A floating storage and regasification unit for Germany’s planned terminal in Stade is expected to arrive on site next month, while its sister ship has already berthed in what will be a new logistical arrangement for an existing project.

Data provider iGIS/LNG said the 174,000-cbm Energos Force (ex-Transgas Force, built 2021), which is loaded with a US cargo, is set to arrive shortly before Easter. But it will first visit Rotterdam for some additional preparation.

There have been some complications at Hanseatic Energy Hub’s Stade terminal which appears to be delaying its start-up, the data company detailed.

The Stade FSRU will be located at Bremerhaven on the Elbe River in north-west Germany and will operate under the direction of Deutsche Energy Terminal.

The vessel and its sister ship — the Energos Power — are both on 10-year charters that began in early 2023 to the German Federal Ministry of Economic Affairs & Climate Change.

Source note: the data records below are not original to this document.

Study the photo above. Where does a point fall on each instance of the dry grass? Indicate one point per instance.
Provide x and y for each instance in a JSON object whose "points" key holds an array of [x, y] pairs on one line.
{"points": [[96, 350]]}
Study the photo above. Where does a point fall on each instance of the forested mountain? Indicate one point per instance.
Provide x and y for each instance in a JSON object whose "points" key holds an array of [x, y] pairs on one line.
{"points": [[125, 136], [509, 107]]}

Elsewhere in Germany, the FSRU Energos Power arrived at the port of Mukran in the past few days to begin trial operations to test all onshore and ship systems, terminal operator Deutsche ReGas said.

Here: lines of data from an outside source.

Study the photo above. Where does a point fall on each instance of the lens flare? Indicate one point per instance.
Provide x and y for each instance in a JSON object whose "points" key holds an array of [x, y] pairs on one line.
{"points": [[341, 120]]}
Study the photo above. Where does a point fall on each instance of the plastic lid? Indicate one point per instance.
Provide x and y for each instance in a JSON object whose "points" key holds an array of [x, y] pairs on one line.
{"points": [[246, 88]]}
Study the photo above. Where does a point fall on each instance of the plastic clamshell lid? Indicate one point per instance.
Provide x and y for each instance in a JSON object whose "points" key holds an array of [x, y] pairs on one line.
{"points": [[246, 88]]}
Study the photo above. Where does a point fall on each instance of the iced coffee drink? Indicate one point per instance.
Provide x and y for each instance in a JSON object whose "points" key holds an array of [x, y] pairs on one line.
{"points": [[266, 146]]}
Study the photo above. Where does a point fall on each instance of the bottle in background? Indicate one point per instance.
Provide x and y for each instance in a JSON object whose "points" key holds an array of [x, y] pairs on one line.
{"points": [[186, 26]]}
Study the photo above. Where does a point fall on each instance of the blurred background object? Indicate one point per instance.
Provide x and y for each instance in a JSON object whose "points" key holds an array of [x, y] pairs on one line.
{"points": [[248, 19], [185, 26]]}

The Energos Power — one of two FSRUs bought by Energos Infrastructure from Greek shipowner Dynagas — was carrying a shipment of LNG loaded from the Snohvit project in Norway.

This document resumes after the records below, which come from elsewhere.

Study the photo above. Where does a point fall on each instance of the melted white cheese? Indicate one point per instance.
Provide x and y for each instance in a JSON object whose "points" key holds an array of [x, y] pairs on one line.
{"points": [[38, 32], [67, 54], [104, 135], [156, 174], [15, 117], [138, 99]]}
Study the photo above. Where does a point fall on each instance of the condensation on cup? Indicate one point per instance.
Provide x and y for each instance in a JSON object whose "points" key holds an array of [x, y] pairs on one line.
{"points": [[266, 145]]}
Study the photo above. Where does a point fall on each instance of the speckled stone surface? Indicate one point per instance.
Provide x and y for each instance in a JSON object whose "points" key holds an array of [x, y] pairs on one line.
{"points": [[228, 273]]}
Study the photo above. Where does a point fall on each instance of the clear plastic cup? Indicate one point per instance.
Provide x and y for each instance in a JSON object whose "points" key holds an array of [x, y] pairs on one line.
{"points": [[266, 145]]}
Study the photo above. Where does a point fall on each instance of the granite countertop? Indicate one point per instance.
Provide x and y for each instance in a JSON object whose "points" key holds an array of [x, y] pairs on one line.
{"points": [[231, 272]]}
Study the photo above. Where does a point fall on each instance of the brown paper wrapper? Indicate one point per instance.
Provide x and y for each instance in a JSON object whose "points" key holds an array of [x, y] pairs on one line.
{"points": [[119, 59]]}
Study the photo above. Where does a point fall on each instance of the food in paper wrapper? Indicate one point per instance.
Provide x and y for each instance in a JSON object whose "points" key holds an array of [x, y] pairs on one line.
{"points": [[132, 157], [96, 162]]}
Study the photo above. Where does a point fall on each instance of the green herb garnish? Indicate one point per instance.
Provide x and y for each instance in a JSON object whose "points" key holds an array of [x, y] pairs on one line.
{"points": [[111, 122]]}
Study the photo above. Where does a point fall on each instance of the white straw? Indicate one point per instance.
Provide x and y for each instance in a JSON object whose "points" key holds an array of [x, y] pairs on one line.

Deutsche ReGas supervisory board chairman Stephan Knabe said: “Energos Power will feed natural gas from Mukran into the German gas pipeline this winter.”

The existing FSRU at the port, the smaller 145,130-cbm Neptune (built 2009) is due to leave in the spring, Deutsche ReGas said.

The company added that this will “eliminate the LNG shuttle traffic” between the out-of-port, 140,500-cbm floating storage unit Seapeak Hispania (built 2002) with smaller vessels bringing in cargoes to the existing FSRU.

TotalEnergies and Deutsche ReGas’ private Deutsche Ostsee LNG import project at Lubmin was officially opened on 14 January.

Deutsche ReGas started up the LNG import facility — then Germany’s third to be put into operation — in 2022.

Lubmin is the first and so far the only privately financed FSRU-based terminal in Germany.